Martedì 9 Febbraio 2016 | Francesco Leone
Gli Small Sided Games sono uno strumento di lavoro che sta sempre più prendendo piede fra gli allenatori. Questi giochi hanno il grande vantaggio di concentrare obiettivi di natura tecnica tattica e anche fisica all’interno di una singola esercitazione. Sono partite a ranghi ridotti, che possono variare dall’uno contro uno fino ad arrivare al cinque contro cinque. Personalmente li utilizzo molto e se da una parte riesco (per quanto riguarda gli aspetti tecnici e tattici) a strutturarli abbastanza comodamente, ho un po’ più difficoltà a valutare i carichi esterni, quindi il loro peso da un punto di vista condizionale. Ho chiesto perciò consiglio al nostro compagno di viaggio e tutor Stefano Fiorini, presidente dell’Aipac, per fare chiarezza sui miei dubbi al riguardo. La prima questione che gli ho posto è quanto e come cambia l’obiettivo fisico dell’esercitazione al variare di tempi, spazi e ripetizioni e di conseguenza gli ho chiesto qualche consiglio per essere sicuro di lavorare in maniera corretta.
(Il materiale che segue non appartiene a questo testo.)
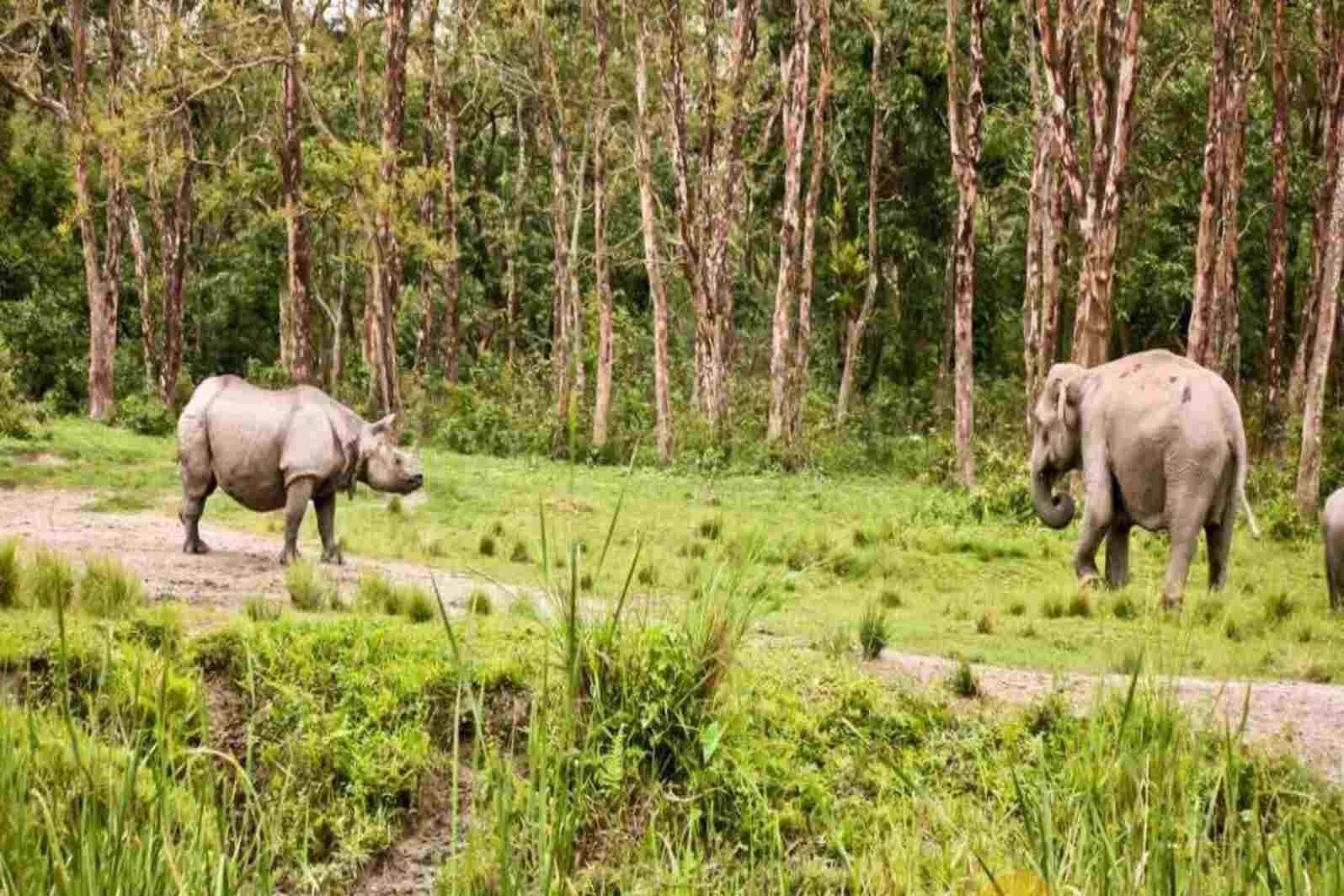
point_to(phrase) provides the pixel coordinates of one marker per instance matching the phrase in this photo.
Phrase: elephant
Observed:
(282, 449)
(1160, 445)
(1332, 535)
SPAZIO PARAMETRO FONDAMENTALE
«Lo spazio da utilizzare – mi ha chiarito – è un parametro fondamentale e va cambiato in base all’obiettivo fisico che vi ponete. Più si riduce lo spazio a disposizione per ogni singolo giocatore più aumentano il numero di accelerazioni, frenate e cambi di direzione con conseguente incidenza sulla parte di allenamento muscolare. Un altro aspetto da tenere in considerazione è la capacità tecnica dei giocatori. Il rischio di giocare in uno spazio troppo piccolo con capacità tecniche non eccelse è di avere la palla spesso fuori dal gioco, il che fa calare di intensità il lavoro.» Per avere dei punti di riferimento chiari mi ha fornito questi parametri: ogni giocatore deve avere una superficie di area di lavoro media inferiore a 70 metri quadrati e non superiore a 100 - 105 metri quadrati. Quindi dividete l’area di lavoro totale per il numero di giocatori coinvolti, il risultato deve rimanere all’interno dei parametri precedenti.
TEMPI DI LAVORO E DI RECUPERO
Altro aspetto importante è ovviamente il tempo di esecuzione e quello di recupero, e anche questo varia in base al tipo di esercitazione. Si va dai trenta secondi di lavoro dell’uno contro uno ai quattro minuti per il cinque contro cinque. Per il recupero i rapporti consigliati sono, nell’uno contro uno, dall’1 a massimo il doppio del tempo di lavoro, e nel cinque contro cinque, dall’1 all’1 a tre quarti del tempo di lavoro. Per essere più chiari, in un uno contro uno lavoro trenta secondi e riposo massimo un minuto (un esempio in figura 1, clicca sull’immagine per aprire la scheda completa dell’esercizio).
In un cinque contro cinque lavoro quattro minuti e ne riposo tre. Il recupero lo possiamo impostare in forma sia attiva sia passiva in base anche alle condizioni climatiche. Io, nelle giornate molto fredde, utilizzo il recupero attivo mandando i ragazzi in corsa lenta a recuperare i palloni sparsi per il campo. Il numero di ripetizioni consigliato è dalle sei volte dell’uno contro uno alle tre, massimo quattro, del cinque contro cinque. Per mantenere alta l’intensità è opportuno tenere sempre una buona quantità di palloni a disposizione da rimettere in gioco in tempi stretti (lo possono fare i portieri o noi mister). Dal mio punto di vista, se serve lavorare con intensità, è meglio dare le correzioni tecnico tattiche durante il recupero fra una serie e l’altra per non interrompere l’esercitazione e farle perdere di efficacia sotto l’aspetto fisico (un ulteriore esempio in figura 2, clicca sull’immagine per aprire la scheda completa dell’esercizio).